Agent-bit doesn’t rewrite tools – it wraps them. Each wrapper adds a middleware chain:

flowchart LR
    subgraph READ["read middleware"]
        R1["base read\n+ trust metadata"] --> R2["guard_content\nsecurity scan"] --> R3["workflow\npost_action"]
    end

    subgraph WRITE["write middleware"]
        W0["workflow\npre_action"] --> W1["outbox inject\nsent:false"] --> W2["YAML fix\nauto-quote"] --> W3["base write\nJSON repair"] --> W4["hooks\nAGENTS.MD"] --> W5["workflow\npost_action"]
    end

    click R1 "https://github.com/fortunto2/rust-code/blob/master/crates/sgr-agent-tools/src/read.rs"
    click W3 "https://github.com/fortunto2/rust-code/blob/master/crates/sgr-agent-tools/src/write.rs"
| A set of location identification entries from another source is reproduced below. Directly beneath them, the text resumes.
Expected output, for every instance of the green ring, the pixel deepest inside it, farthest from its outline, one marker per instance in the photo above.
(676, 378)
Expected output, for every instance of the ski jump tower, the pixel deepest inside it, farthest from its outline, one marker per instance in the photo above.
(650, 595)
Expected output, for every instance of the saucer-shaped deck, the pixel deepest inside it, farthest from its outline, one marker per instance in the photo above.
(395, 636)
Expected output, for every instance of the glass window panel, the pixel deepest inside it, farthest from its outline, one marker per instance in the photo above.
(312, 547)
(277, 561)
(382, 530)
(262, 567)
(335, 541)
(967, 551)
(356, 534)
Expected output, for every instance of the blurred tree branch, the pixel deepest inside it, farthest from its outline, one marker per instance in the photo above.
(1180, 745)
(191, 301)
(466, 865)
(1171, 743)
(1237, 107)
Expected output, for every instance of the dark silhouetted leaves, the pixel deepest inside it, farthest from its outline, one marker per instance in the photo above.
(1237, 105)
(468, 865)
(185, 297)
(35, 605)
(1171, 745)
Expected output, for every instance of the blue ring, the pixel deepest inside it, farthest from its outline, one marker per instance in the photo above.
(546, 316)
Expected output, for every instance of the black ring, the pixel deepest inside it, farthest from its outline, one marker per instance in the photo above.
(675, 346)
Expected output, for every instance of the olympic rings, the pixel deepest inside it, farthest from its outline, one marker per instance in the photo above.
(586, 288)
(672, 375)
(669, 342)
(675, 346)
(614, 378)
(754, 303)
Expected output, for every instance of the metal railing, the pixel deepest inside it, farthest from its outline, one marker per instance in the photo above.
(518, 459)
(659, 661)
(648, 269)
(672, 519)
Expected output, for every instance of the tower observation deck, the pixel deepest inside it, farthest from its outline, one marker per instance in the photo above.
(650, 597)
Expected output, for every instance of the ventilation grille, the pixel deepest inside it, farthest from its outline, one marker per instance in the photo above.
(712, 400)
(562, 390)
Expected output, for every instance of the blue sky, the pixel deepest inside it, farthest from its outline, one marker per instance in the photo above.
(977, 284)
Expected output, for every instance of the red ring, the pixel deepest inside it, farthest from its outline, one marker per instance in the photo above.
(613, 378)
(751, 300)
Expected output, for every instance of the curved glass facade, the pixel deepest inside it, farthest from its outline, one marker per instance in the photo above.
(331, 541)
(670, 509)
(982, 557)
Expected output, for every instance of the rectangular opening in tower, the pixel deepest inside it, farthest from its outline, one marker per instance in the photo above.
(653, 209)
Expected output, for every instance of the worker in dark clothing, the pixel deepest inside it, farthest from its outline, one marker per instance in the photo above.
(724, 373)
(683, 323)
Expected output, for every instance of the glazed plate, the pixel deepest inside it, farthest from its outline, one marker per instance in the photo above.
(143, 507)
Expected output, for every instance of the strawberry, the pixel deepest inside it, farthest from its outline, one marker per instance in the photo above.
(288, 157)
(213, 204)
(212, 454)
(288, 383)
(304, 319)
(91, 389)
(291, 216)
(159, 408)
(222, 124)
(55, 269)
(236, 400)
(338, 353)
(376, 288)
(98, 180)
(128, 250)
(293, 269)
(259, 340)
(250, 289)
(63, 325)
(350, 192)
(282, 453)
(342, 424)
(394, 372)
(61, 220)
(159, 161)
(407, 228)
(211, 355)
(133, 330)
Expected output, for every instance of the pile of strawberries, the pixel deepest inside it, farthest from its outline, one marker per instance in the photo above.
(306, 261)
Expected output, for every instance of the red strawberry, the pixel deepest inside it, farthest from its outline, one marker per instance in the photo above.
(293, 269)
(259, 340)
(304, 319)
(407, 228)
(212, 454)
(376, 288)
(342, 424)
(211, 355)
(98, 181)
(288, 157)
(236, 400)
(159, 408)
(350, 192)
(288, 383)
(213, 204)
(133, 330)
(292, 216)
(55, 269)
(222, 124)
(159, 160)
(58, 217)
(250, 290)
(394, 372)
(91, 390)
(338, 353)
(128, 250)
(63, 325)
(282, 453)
// agent-bit wraps sgr-agent-tools with domain middleware:
pub struct ReadTool {
    inner: sgr_agent_tools::ReadTool<PcmClient>,  // base tool
    workflow: SharedWorkflowState,                  // phase tracking
}
// execute: inner.read() → guard_content() → workflow.post_action()

Why this split matters

Before the split, all tool logic was in agent-bit (1500+ lines). Now:

sgr-agent-tools (crates.io) – reusable in any Rust agent. Zero PAC1 knowledge
agent-bit/tools.rs – only domain middleware (security, workflow, hooks)

New agent project? cargo add sgr-agent-tools and you get read, write, search, eval, apply_patch – all with JSON repair, trust metadata, smart search cascade. Add your own middleware on top.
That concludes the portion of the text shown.